Распушил я их как следует, а у самого давление подскочило на двести двадцать и в ушах загудело, словно паровозный гудок, — не приведи бог! С прошлой среды гудит, не смолкает. Говорю я своей старухе:

— Поезд подошел!

— Какой поезд? — удивляется она.

— Не слышишь разве, — говорю, — паровоз гудит. На тот свет пора. Готовь чистую рубаху.

— У тебя давление, — говорит мне жена. — Позову доктора, он тебе его снизит.

— Незачем, — говорю, — его снижать! Пускай повышается, я свое отжил, хватит.

— Это почему же хватит? — уставилась она на меня.

— Потому что, — говорю, — партия мне простила и красную книжицу не отобрала, но дети мои мне не простят, что я в активных борцах не числюсь! И вина моя чем дальше, тем больше становиться будет. Внуков, правнуков будет прибавляться, а вина моя будет делаться все горше и горше, потому как один захочет директором стать, другой — дипломатом, третий — внешней торговлей заняться. Что тогда? Как я им в глаза буду смотреть? Куда денусь?

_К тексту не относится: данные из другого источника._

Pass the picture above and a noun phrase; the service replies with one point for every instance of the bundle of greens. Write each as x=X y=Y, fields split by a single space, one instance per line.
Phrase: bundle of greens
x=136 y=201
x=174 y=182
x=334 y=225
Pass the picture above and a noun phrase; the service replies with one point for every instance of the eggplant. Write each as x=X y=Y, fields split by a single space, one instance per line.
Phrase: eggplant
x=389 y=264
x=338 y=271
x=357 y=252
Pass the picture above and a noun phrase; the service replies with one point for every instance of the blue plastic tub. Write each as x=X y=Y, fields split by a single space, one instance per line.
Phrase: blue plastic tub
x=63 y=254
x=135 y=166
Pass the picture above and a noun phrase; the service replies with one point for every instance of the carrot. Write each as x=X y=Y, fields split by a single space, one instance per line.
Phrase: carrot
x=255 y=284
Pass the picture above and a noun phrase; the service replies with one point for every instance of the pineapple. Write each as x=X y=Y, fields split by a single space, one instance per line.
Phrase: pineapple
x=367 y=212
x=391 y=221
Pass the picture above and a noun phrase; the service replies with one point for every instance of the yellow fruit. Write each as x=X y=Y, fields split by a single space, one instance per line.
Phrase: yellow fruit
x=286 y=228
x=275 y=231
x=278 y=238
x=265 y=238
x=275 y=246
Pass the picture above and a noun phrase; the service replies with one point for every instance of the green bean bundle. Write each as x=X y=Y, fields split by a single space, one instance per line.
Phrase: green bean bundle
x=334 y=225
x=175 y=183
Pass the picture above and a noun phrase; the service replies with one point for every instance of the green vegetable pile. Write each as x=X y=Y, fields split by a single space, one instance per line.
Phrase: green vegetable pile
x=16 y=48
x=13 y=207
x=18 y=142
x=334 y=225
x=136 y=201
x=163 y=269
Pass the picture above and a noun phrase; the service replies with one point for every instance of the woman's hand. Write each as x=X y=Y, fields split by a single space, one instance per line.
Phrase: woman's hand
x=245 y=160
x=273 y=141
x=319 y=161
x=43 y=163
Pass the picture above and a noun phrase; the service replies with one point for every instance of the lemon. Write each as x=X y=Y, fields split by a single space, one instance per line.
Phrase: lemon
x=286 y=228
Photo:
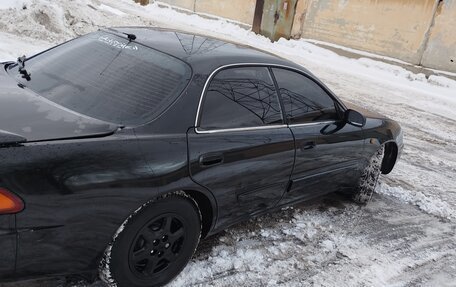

— Не убивайся ты! — говорит. — Не думай про это, выбрось из головы…

— А про что же мне думать прикажешь?

— Вспоминай про что-нибудь хорошее. Что тебе, кроме теперешнего, и подумать не о чем?

Доктор мне это советовал и ей, видно, то же самое сказал, и она, бедолага, этот же рецепт мне сует. Беспокоится, старая, нельзя ее не уважить.

— Ладно! — говорю. — Давай хорошее вспоминать! С чего начнем?

— А с детства…

— Что же мне про детство вспомнить? Про вшей, что меня ели? Про то, как я три года прислуживал в корчме у Найдю Николова, два года батрачил в Крумово, один год в Козлуке и еще два года у Георгия Славова в Козаново? Кормил он нас одним хлебом и луком, и потому мы, трое батраков, устроили забастовку. Лозунг выдвинули: «Первое: заменить лук салом, и второе: не работать в воскресенье!» В самую жатву на неделю побросали серпы, и волей-неволей пришлось ему согласиться. Только и было хорошего за все те годы! А потом он подкупил одного из своих батраков, Дмитрием его звали, чтоб меня мотыгой по голове стукнул, когда мы на винограднике работать будем, но тот для храбрости хлебнул лишнего и попал мне не по голове, а по плечу. Только поэтому я и жив остался. Чтобы потом за мной козановский поп Георгий верхом на коне и с кинжалом в руке гонялся, потому, дескать, что из-за таких «сицилистов» и безбожников, как я, все градом побило и засухой пожгло.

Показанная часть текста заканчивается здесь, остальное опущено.